A Cost-Benefit Approach to Resource Allocation in Scalable Metacomputers

R. Sean Borgtrom, Johns Hopkins University

A metacomputer is a set of machines networked together for increased computational performance. To build an efficient metacomputer, one must assign jobs to the various networked machines intelligently. A poor job assignment strategy can result in heavily unbalanced loads and thrashing machines. This cripples the cluster’s computational power. A strong job assignment strategy helps a metacomputer complete all of its jobs swiftly.

Resource heterogeneity makes job assignment more complex. Placing a job on one machine might risk depleting its small memory. Another machine might have more free memory but a heavily burdened CPU. Bin packing on memory protects the system against thrashing. Load balancing protects the system against high CPU loads. Combining the two approaches, however, gives an ad hoc heuristic algorithm with no clear theoretical merit.

The Cost-Benefit Framework, developed in this work, offers a new approach to job assignment on metacomputers. It smoothly handles heterogeneous resources by converting them into a unitless cost. We assign (and possibly reassign) jobs to greedily minimize this cost.

This approach gives us an online strategy provably competitive with the optimal offline algorithm in the maximum usage of each resource. It has a weak competitive ratio - logarithmic in the number of machines in the cluster - but even this weak ratio is unprecedented in the literature. No other known method offers any competitive guarantee on more than one resource.

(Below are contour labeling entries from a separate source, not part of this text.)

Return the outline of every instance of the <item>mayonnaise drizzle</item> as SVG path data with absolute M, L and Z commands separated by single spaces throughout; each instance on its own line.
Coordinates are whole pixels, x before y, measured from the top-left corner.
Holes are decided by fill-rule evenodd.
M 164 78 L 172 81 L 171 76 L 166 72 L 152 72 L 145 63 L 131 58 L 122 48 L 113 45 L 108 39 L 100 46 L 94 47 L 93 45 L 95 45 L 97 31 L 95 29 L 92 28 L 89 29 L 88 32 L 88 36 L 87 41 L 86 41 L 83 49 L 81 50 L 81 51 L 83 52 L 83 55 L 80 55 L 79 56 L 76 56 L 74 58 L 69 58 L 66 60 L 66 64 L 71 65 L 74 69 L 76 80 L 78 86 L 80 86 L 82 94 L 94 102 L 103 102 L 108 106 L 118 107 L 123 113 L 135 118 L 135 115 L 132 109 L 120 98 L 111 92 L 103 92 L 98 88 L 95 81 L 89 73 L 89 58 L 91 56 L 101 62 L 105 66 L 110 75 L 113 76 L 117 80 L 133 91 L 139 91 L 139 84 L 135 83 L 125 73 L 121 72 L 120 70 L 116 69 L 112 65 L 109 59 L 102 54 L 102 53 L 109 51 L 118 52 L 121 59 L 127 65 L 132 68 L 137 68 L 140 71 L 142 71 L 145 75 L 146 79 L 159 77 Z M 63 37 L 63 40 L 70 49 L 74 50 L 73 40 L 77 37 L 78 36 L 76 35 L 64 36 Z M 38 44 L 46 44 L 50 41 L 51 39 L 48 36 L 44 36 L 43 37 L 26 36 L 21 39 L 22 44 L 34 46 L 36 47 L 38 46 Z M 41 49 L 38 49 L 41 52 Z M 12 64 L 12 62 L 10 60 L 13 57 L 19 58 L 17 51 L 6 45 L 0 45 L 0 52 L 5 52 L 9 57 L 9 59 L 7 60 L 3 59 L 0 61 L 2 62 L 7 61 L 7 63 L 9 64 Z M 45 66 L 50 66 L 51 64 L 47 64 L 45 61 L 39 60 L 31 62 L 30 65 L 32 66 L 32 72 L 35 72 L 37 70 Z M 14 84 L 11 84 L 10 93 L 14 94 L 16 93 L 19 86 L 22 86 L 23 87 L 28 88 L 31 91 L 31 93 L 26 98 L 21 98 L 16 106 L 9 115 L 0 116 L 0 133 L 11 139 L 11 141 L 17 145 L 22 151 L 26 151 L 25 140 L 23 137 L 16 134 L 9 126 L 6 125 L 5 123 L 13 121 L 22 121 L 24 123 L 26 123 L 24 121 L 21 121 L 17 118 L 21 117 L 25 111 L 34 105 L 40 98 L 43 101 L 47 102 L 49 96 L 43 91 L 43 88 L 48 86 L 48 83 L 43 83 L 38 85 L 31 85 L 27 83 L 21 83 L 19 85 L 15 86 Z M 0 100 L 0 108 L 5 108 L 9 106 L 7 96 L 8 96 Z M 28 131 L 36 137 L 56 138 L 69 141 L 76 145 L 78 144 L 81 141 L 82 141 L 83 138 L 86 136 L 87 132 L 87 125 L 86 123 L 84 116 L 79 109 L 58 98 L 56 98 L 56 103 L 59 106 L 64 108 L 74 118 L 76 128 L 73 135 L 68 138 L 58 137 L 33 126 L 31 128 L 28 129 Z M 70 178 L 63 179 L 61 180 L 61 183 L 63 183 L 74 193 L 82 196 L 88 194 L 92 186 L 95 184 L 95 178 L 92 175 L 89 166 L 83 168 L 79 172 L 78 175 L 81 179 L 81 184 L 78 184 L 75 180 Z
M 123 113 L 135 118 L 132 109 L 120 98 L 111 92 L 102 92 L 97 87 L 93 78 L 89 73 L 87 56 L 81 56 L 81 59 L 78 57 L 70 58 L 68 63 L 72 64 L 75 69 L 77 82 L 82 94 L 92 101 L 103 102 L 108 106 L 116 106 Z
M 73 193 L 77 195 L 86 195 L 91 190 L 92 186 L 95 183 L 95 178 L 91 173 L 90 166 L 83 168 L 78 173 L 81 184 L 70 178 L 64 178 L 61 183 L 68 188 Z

We present experimental evidence that this strategy performs extremely well in practice, comparing it to two important benchmarks: the default round robin strategy of the popular PVM metacomputing system, and the powerful adaptive strategy of the Mosix system.

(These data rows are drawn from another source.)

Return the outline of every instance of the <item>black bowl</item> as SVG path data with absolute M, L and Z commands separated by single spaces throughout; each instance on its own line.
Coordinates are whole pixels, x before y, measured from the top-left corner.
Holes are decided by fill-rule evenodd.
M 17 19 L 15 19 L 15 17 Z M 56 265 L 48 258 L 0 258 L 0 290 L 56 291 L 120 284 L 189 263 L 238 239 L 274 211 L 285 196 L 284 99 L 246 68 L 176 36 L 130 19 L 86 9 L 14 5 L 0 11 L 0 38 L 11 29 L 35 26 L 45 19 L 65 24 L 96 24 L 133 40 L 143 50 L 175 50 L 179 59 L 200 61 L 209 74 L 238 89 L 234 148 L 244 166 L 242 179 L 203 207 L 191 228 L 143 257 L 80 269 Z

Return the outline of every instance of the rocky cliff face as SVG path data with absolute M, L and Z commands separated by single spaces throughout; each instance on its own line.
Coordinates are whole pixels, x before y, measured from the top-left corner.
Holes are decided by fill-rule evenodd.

Metacomputing environments are not homogeneous. In some environments, the scheduler has a great deal of information about submitted jobs. In other cases, it has very little. In some cases, jobs have real-time demands. In some cases, they do not. Some systems can migrate jobs without interrupting their execution. Others cannot. We develop variants of the basic “opportunity cost” strategy of the Cost-Benefit Framework for a number of different metacomputing environments, and prove all of them highly efficient.

Finally, we provide two metacomputing systems - a prototype and a complete system - based on these ideas. The Java Market prototype is a metacomputer built atop Java and web technologies, able to integrate any consenting Internet-connected machine. The Frugal System transforms any Jini network into a metacomputer.